Undergraduate Research at Jefferson Lab

Modulation and Stability Control in an Injection-Locked Magnetron at 2.45 GHz

Student: Catherine Sylvester

School: University of Tennessee, Knoxville

Mentored By: Haipeng Wang

Particle accelerators currently use klystrons as high gain linear amplifiers in their radio frequency (RF) systems to drive charged particles through accelerator cavities. However, klystrons are less efficient from AC to RF power and more expensive in $/W compared to magnetrons. The nonlinear nature of the magnetron results in frequency pushing with increasing gain and high noise. Injection phase locking and amplitude stability control need to be established in order for the magnetron to be acceptable for accelerator applications. A 2.45 GHz cooker magnetron with a dual trim-coil was used.
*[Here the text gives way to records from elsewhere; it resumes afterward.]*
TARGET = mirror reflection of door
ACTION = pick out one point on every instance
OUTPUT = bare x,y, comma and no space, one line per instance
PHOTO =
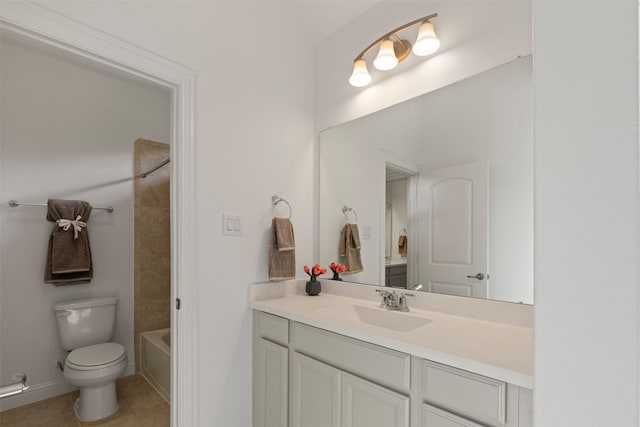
453,230
396,244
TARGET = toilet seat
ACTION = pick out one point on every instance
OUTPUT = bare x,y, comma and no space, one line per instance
98,356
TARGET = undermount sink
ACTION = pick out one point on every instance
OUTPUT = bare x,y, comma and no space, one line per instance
380,317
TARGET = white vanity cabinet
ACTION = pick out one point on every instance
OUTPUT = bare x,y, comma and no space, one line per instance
310,377
270,370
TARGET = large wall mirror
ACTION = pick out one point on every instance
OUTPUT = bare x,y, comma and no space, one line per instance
440,188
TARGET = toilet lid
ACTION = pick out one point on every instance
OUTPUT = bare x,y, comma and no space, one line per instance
98,354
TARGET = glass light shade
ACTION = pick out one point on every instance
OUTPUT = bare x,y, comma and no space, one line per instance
427,42
386,59
360,76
A bench modulation test was performed to characterize the trim coil magnetic field response to the drive current. It showed that the AC magnetic field per drive current was reduced at higher frequencies. However, more testing is needed in a closed loop test. The magnetron output was next injection phase locked at 500W. The injection phase locking speed was studied by the RF phase modulation technique. The measurement results compared to Chen's model have been reported for the injection stability and noise growth control. Typical injection locking time of the 2.45 Ghz magnetron within ±3 MHz locking bandwidth and up to 30W of injection power is 150 - 400 ns. These results can be used to further development on the larger-scale 915 MHz commercial magnetron for industrial applications and 1497 MHz magnetron developed for CEBAF.